A couple of hours later, I have my pinky toe taped to its nearest neighbor, my foot in a black orthotic shoe, and instructions to rest it, which I do not want to do. Immediately, I look for loopholes. I test the edges of the pain - is it really, I say, that bad? It is worth it, the slowing down that it will cost me?
A horse stepped on my foot while I turned her back into her pasture. It’s a collision of the kind that happens so fast and is so obviously accidental - our two feet tangled up where they shouldn't, in just that one way, and there is a crack in the bone of my toe. The bruise is almost hoof-shaped, its edges now turning the colors of the fall leaves I miss so much in my parent’s backyard.
When I say it out loud I think, oh, that’s an injury. If you were to tell me this happened to you my first question would be how are you caring for it, how are you slowing down, how are you making space for your body? When it happens to me I say, how far can I push myself until I have to admit to pain? How much can I handle? How soon can I ride again?
I treat my body like an expendable commodity - this one member’s pain only worth a passing glance, the tiredness of my limbs worth at most an occasional admittance and if that, only to my husband, only to the one person who knows how my face shifts from courage to honesty. I do not think my body’s signals are nearly as important as the world in which we - my body and I - live. How dare you make demands, I tell her, be quiet I tell her. I remind that we are built of something stronger than bones - we are built of determination. I coach her right up to the edge and tell her she’s earned rest when she can’t do the next thing. Not before.
The best worst part of writing this down is knowing how unoriginal I am. Me, the woman of a well-placed metaphor, is telling you a story that I imagine you already know. It’s been woven into us, hasn’t it? We know it better than we know the other path, the road less (barely) traveled, of luxurious and unnecessary rest, of waiting longer than you technically need to, of having no reason at all to lie down or sleep late.
Ironically, all week before the horse stepped on me I’d been thinking about how our riding is our way of living. How we go with the horse is how we go with ourselves. There are, after all, two animals in this sport, two members of the team, two athletes joined in work. I was audacious enough to tell a friend that part of her riding had to be kindness to her own body, the very same kindness she gave the horse. There are two animals here. They need the same things. That soft animal of your body, Mary Oliver, the best line of a poem I know.

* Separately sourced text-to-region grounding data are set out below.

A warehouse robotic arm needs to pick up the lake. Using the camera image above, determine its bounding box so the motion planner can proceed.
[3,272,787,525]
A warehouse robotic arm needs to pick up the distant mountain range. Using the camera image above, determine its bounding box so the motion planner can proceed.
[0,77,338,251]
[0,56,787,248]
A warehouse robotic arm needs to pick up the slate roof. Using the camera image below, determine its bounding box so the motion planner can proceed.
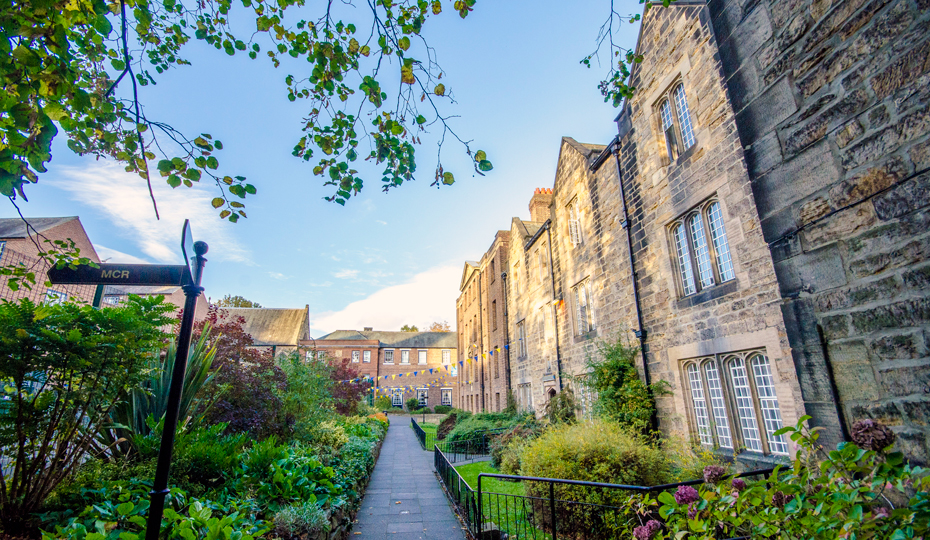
[221,308,310,347]
[317,330,458,349]
[0,216,78,238]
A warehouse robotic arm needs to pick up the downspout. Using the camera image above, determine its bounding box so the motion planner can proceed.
[613,143,656,388]
[478,270,487,412]
[501,272,513,393]
[544,225,562,392]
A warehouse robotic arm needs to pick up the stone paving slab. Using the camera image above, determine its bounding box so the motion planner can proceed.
[349,418,465,540]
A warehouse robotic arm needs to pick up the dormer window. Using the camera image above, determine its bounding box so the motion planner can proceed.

When we ride as if we are expendable, when we act as if our bodies should be made to do what is in our head, however unreasonable or outside our abilities, we do not go as well. Perhaps, in the end, we do not go as full of love. And perhaps it is going with love that makes the difference.
Let that soft animal rest, Mary Oliver says, let it love. Let it bear witness to what is, let it be present to what is not yet. There is sanctuary in slowness, refuge in rest.
I am letting this animal rest. I am showering her with the same love I shower the horses with, even when they are not working, even when all we do is stand together in the field and breathe the air and let our bodies be.
Let us live the way we ride, ride the way we live, let us go this way. Let us go with love.